The regression model described above assumes that short- and long-term training effects are similar in the early and late treatment group. In case the averaged group data suggested a difference between long-term changes after the early and late treatment, this potential difference between the two groups was modelled with an additional interaction term in the following way:

$$\begin{array}{ccc}\varDelta Y(t) & = & {\beta }_{0}+{\beta }_{1}\cdot {Y}_{0}+{\beta }_{2}\cdot T{R}_{short}(t;G)+{\beta }_{3a}\cdot T{R}_{long}(t;G)\\ & & +\,{\beta }_{3b}\cdot T{R}_{long}\cdot G+{\beta }_{4}\cdot N{M}_{8}(t)+{\beta }_{5}\cdot N{M}_{14}(t)\end{array}$$

For the test-retest analysis, we computed the mean difference between repeated measurements at t = 0 and t = 2 months in the late treatment group, i.e., before they received training. Test-retest reliability was expressed as the 95% limit of agreement between the measures at these time points (LOA, i.e. standard deviation difference*1.96).
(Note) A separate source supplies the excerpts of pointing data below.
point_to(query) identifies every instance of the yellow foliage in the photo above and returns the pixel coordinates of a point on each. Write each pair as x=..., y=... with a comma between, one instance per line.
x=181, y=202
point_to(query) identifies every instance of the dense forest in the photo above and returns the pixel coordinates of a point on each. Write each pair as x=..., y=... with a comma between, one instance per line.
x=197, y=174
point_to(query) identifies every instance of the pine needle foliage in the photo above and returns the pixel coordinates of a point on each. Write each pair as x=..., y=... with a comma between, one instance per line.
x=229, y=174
For the FrACT, the mean difference ± LOA for adults with (corrected to) normal vision has been reported to be 0.01 ± 0.10 logMAR (using 24 presentations and 8 possible C-orientations29) and 0.03 ± 0.20 logMAR (18 presentations, 8 possible C-orientations30). This has been interpreted as indicative for ‘high agreement’ and ‘room for improvement’, respectively. Unless specified otherwise, values are reported as mean ± standard error of the mean (SEM).